Furore di J. Steinbeck: recensione

A cura di Zar@

Mentre l’intelligenza Artificiale diventa il tema del momento, tra speranze e ragionevoli timori, decido di leggere Furore di Steinbeck, un classico della letteratura americana.

L’autore nel 1962 vinse il Premio Nobel per la letteratura per la sua scrittura realistica e immaginativa, dalla grande sensibilità e dalla percezione sociale acuta.

Questo bel romanzo, da leggere per capire il passato, ma soprattutto il presente e il futuro, racconta dell’America rurale che conosce il progresso delle macchine agricole, della grande proprietà capitalista che scaccia i braccianti dalle terre che lavoravano e dalle case che abitavano da una vita, finite in mano alle banche, che li sostituiscono con i trattori.

La macchina e il profitto di pochi costringono la famiglia Joad, insieme a migliaia di altre, a una lunga marcia, lungo la la Route 66, verso la California dei frutteti e del cotone, che prometteva lavoro e paghe dignitose. I volantini distribuiti ai braccianti parlavano chiaro: la perdita della terra e il lungo viaggio sarebbero stati compensati da una vita migliore al caldo sole della California.

Il viaggio della speranza si svolge tra mille peripezie e disagi, dipingendo il profilo di una famiglia unita, nel bene e nel male, dopo aver ritrovato Tom, il figlio maggiore finito in carcere e ora libero sulla parola. La figura di Tom e quella della madre rappresentano i personaggi più forti e interessanti dell’opera, sebbene ognuno dei membri della famiglia Joad lasci un segno nel lettore, persino la fragile Rose of Sharon, apparentemente secondaria.

Fame e difficoltà accompagnano il viaggio verso un lavoro che diventa sempre più dubbio, nelle voci e nei racconti delle persone incontrate lungo il cammino.
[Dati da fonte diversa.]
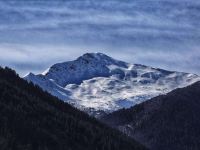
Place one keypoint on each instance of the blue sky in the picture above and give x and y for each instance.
(35, 34)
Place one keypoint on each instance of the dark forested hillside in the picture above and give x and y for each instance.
(168, 122)
(31, 119)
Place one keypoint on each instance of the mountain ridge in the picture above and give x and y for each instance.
(31, 119)
(98, 82)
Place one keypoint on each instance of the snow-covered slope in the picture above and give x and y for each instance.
(98, 82)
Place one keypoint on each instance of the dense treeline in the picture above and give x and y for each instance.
(31, 119)
(167, 122)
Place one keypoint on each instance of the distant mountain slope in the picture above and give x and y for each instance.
(31, 119)
(100, 82)
(168, 122)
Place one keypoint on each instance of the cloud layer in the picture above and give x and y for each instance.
(161, 33)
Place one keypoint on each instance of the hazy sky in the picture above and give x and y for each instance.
(35, 34)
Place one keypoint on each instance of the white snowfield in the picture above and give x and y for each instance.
(98, 82)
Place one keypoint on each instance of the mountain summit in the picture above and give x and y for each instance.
(97, 82)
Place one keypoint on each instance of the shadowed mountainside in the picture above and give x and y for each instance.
(31, 119)
(167, 122)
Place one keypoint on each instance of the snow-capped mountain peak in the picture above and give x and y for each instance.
(98, 82)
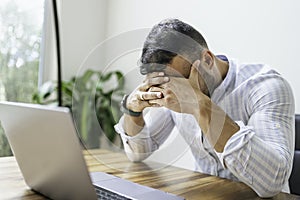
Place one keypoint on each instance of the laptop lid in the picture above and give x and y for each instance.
(47, 149)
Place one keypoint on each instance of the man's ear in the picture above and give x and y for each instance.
(207, 59)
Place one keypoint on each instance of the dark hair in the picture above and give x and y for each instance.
(167, 39)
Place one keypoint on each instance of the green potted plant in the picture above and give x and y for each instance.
(92, 94)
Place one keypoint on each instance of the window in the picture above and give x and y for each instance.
(21, 25)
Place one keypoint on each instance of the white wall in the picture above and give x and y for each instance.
(83, 25)
(250, 30)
La promessa californiana si rivela in realtà un ingannano, perpetrato dai capitalisti per poter sfruttare il lavoro dei braccianti, mentre il trattamento disumano si traduce in miseria, morte e rabbia.
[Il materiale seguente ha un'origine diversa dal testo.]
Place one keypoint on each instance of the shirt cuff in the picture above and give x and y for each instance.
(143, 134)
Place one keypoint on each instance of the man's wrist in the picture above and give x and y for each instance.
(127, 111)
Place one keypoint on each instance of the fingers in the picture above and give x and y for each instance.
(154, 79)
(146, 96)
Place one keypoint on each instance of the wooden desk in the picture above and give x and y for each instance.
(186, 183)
Furore racconta dei “rossi”,  vale a dire i pochi che cercano di organizzarsi in un sindacato per sottrarsi alla condizione disumana di lavoro e di vita di troppi, perseguitati dai padroni dei campi e dagli sceriffi che li spalleggiano e aiutano nell’impedire pgni forma organizzata di lotta. Racconta la solidarietà del povero, capace di condividere il niente e di trasformare la morte in linfa vitale. Racconta dell’unione che fa la forza, ma è difficile da ottenere, di una rabbia antica e genuina che non sa tradursi in cambiamento.
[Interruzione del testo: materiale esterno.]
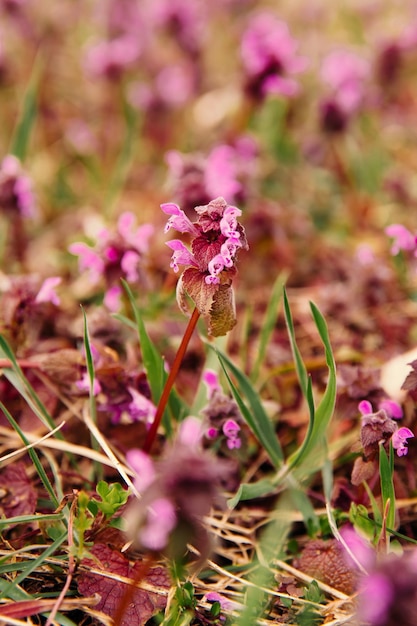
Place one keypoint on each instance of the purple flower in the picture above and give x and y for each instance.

L’uomo non è il suo lavoro, ma quando quest’ultimo diventa superfluo, perde ogni dignità e diventa asservito al progresso che non è altro che il vantaggio di pochi e la paura di tanti che devono chinare la testa e adeguarsi. Finché la fame e la privazione di dignità non si trasforma in furore.

Poetico, commovente, forte e denso di spunti di riflessione. Da leggete.